I was out of town last week when the police rioted against the Oakland Occupiers, but my roommate said that even though we live over a mile away it felt like a war zone when she stepped outside, with the floating gas and the exploding noises and the helicopters that hung around for days. She asked me, why are we talking about shutting down schools when we can afford this much police action? If they were worried about sanitation, wouldn’t it have been cheaper to put out some porta-potties? Why are these people being treated like they’re worthless?
I was thinking about all this on Wednesday as I walked to the Port of Oakland in a group of thousands, joining in the chant of “Whose streets? Our streets! Whose town? Our town!” I felt a little bad for cars trapped at intersections, and sometimes marchers would pause to let the cars through and sometimes other marchers would yell LET’S GO and weave through the vehicles. One commuter turned into the middle of the march and we laughed, knowing he wasn’t getting anywhere. Usually cars control the streets but sometimes pedestrians can. I saw children and rabbis and drummers and teachers and unemployed people and artists and people with disabilities taking a special protest bus and some guy in a devil costume I disagreed with and a dude in a blue bodysuit and American flag shorts who used to be my roommate’s neighbor. I saw some police on motorcycles hanging back, seeming afraid to engage, not wanting to provoke more outrage. Usually police control the city but sometimes people can.We found friends as soon as we got to the plaza, and as we approached the port there was one open space in the crush and a friend I really needed to catch up with was standing right in the middle of it. We talked about teaching history, and the temptation to teach current events instead. I had just told my 6th graders that class hierarchy is a primary characteristic of civilization, to set them up to study Mesopotamia. We wondered how young is too young to teach power analysis. I wondered how many times in history police forces have tried to brutally knock down a movement, and then had to quietly stand back as the movement clogged the streets the next week, that’s how many people cared.

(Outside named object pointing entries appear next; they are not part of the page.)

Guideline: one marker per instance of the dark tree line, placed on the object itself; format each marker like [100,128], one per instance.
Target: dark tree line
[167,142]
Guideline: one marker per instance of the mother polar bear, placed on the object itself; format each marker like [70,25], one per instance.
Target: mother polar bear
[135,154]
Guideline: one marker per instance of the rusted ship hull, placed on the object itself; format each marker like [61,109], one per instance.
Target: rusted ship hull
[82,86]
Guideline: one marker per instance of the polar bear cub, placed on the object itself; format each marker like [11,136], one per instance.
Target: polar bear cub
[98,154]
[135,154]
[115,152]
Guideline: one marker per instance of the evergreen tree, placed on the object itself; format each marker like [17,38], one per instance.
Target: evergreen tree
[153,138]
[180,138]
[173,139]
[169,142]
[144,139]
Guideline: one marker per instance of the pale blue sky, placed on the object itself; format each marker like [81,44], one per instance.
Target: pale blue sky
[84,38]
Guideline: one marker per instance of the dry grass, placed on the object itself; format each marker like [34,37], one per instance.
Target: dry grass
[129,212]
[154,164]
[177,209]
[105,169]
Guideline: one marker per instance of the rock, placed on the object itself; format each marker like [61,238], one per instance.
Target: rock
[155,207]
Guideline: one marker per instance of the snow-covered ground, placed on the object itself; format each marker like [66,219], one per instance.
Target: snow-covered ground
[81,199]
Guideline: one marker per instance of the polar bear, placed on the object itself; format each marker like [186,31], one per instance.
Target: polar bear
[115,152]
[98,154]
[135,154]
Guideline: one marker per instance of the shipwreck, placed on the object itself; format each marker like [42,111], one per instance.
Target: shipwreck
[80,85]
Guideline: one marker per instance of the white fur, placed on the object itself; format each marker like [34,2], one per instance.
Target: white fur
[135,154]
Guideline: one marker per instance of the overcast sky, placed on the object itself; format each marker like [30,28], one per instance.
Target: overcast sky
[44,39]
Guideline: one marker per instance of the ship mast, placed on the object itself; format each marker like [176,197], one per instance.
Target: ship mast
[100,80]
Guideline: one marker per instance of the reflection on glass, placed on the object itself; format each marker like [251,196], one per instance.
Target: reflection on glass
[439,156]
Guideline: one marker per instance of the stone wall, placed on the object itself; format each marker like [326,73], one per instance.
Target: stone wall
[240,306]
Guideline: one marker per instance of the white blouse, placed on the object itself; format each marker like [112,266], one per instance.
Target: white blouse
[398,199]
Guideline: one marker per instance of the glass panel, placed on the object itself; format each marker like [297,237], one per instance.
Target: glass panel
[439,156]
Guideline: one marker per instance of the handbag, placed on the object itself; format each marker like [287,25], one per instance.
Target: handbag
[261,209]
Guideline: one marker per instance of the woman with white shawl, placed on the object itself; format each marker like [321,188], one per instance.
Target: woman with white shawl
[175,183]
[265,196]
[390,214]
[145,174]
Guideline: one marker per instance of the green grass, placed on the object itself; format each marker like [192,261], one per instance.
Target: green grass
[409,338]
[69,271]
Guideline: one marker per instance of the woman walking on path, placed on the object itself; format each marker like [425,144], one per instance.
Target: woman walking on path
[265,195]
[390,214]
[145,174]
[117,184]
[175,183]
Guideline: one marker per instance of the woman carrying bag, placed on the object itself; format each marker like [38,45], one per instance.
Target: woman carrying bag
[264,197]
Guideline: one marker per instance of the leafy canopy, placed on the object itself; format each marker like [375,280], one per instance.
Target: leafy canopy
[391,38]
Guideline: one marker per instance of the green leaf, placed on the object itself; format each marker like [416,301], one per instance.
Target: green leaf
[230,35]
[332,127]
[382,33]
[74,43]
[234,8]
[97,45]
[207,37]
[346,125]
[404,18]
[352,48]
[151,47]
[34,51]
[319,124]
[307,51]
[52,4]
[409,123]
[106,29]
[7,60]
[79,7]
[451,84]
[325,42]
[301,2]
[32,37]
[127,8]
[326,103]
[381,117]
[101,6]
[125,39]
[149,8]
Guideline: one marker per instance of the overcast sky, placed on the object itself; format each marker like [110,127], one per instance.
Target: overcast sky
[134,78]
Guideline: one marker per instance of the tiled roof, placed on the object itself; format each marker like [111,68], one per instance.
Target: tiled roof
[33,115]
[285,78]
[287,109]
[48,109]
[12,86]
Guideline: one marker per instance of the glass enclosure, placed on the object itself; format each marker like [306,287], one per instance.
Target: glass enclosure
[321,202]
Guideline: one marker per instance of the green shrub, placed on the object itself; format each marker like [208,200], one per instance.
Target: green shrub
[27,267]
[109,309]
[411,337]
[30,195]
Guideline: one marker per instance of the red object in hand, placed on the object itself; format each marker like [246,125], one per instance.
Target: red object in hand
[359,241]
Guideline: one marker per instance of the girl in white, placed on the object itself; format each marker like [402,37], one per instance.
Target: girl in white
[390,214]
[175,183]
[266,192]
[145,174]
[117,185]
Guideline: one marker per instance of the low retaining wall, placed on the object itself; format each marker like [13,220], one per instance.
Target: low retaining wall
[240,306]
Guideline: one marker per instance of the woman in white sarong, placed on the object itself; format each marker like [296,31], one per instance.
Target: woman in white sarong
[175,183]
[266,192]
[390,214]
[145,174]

At the port, a woman in a union t-shirt found a drummer and broke into West African dance, shouting, “A revolution without dancing is not a revolution worth having.” Around the corner, a crowd gathered around a live performance of Redemption Song. People climbed on top of trucks and shouted. There was a memorial to Oscar Grant and other victims of police brutality. Protesters walked around complimenting each other’s signs. A man yelled into a microphone: “The port is supposed to have a shift change in ten minutes! Is that going to happen? No!” We passed by a sign that reminded me, COMPASSION IS REVOLUTIONARY. I took it literally.
On our way out, we danced to some Lady Gaga blasting out of a bicycle stereo. The man voguing next to us yelled, “you go San Francisco” and we yelled, “we’re in Oakland! Oakland!” Personally, I wasn’t interested in shutting down the port for too long. The workers and the city both need the money. But I was happy to help shut it down for a little while, to show that we could, to give a reminder: There are a lot of people in this city, and these streets are our streets too.